How To: Design simple sequences using ChromBPNet
Author: Jacob Schreiber
One of the most important downstream applications of genomics machine learning models is designing sequences with desired characteristics. Although the precise details of these design algorithms differ significantly, the process of training a model and designing sequences is modular in the sense that most design algorithms can be paired with most supervised predictive models. Note that there are, separately, a class of purely generative models whose outputs directly are designs and who do not need a separate design algorithm to be applied to them. Here, we will apply several design algorithms to a ChromBPNet model and demonstrate how simple it is to design sequences with particular characteristics.
We will be using the same ChromBPNet model as in the other tutorials, and pairing it with three design algorithms: screening, greedy substitution, and Ledidi. Each pairing is only a few lines of code. Hopefully, the ideas contained here will inspire your own design work. The same process that is outlined here can also be used with BPNet models (or really any predictive model!), with the minor technical note that you will not need to pull out the accessibility model.
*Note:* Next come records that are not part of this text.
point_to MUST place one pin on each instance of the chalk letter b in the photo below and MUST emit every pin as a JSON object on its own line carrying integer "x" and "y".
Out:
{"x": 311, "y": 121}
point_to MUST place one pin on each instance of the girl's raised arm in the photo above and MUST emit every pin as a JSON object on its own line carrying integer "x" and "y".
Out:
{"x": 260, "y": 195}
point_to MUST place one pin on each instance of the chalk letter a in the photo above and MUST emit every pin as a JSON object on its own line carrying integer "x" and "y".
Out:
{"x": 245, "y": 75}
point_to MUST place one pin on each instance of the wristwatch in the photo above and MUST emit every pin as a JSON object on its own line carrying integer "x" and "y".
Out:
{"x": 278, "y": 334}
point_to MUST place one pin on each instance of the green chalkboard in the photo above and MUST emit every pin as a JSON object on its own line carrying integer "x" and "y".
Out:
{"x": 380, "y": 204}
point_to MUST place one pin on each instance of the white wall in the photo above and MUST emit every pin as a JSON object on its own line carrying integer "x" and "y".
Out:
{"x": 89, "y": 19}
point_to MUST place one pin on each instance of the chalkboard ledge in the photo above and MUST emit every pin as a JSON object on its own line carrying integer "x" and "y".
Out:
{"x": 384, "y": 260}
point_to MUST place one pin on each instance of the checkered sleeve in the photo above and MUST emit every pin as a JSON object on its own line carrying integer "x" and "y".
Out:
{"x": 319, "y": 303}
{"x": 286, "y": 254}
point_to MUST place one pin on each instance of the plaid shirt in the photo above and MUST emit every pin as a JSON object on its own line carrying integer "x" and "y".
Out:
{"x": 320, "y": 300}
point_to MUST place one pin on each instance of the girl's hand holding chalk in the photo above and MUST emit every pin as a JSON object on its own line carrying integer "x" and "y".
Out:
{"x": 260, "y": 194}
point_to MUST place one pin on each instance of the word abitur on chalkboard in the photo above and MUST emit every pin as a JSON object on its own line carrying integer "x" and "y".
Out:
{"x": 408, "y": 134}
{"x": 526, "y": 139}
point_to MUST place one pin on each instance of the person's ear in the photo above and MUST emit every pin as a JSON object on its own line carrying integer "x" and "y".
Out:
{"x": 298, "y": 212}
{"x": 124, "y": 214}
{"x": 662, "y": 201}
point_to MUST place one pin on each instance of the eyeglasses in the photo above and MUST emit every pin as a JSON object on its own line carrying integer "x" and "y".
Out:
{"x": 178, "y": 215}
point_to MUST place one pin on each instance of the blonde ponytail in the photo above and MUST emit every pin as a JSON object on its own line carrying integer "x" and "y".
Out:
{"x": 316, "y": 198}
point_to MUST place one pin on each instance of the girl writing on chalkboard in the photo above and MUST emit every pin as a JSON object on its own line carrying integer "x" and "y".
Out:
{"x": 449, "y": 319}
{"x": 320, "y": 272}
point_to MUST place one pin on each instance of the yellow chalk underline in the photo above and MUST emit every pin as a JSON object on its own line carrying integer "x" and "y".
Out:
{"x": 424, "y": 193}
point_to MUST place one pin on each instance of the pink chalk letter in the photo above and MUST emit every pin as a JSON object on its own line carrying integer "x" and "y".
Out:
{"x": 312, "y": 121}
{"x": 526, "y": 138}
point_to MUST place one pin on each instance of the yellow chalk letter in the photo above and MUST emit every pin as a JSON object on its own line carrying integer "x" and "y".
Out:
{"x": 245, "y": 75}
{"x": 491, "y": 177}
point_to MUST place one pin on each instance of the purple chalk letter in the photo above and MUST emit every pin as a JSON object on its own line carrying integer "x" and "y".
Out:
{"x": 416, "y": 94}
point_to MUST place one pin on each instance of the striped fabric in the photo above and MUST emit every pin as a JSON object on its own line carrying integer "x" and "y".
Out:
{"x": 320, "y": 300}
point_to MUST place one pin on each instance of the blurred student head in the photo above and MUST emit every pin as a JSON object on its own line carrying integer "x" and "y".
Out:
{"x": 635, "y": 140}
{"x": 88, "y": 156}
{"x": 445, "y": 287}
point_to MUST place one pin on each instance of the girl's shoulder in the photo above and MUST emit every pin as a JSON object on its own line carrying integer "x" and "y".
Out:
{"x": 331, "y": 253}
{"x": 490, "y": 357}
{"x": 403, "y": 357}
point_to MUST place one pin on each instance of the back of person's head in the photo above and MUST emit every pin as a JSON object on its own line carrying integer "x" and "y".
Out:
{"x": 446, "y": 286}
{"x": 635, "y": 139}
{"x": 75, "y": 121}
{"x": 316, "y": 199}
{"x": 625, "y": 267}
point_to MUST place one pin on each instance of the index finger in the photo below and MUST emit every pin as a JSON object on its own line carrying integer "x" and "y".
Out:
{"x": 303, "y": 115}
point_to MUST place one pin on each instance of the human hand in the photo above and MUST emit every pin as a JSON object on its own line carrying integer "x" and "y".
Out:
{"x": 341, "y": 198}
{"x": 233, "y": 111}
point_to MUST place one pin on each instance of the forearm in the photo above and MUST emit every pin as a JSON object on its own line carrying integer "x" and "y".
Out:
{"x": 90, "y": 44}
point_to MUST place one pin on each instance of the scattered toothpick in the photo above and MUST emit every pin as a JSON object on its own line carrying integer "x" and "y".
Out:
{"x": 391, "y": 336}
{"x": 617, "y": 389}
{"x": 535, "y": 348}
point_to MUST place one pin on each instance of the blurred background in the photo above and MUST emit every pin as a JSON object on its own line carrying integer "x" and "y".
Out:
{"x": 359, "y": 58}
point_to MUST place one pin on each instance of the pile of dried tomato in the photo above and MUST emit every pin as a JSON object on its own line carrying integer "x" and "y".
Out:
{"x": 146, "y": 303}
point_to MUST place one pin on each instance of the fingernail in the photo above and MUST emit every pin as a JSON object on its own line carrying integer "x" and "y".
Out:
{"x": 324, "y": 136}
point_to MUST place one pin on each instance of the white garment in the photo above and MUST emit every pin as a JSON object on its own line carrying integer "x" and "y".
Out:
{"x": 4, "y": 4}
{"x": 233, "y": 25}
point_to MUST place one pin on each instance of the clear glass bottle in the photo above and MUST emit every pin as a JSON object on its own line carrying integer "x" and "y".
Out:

Let’s start off by loading the ChromBPNet model. Here, we will do it directly from the h5 file. Please see the tutorial on loading, saving, and converting models, if you have questions about how to load models trained using the official repositories.
[1]:
import tarfile
from io import BytesIO
from bpnetlite.chrombpnet import ChromBPNet
with tarfile.open("ENCFF142IOR.tar.gz", "r:gz") as tar:
bias_tar = tar.extractfile("./fold_0/model.bias_scaled.fold_0.ENCSR637XSC.h5").read()
accessibility_tar = tar.extractfile("./fold_0/model.chrombpnet_nobias.fold_0.ENCSR637XSC.h5").read()
chrombpnet = ChromBPNet.from_chrombpnet(
BytesIO(bias_tar),
BytesIO(accessibility_tar)
)
chrombpnet
[1]:
ChromBPNet(
(bias): BPNet(
(iconv): Conv1d(4, 128, kernel_size=(21,), stride=(1,), padding=(10,))
(irelu): ReLU()
(rconvs): ModuleList(
(0): Conv1d(128, 128, kernel_size=(3,), stride=(1,), padding=(2,), dilation=(2,))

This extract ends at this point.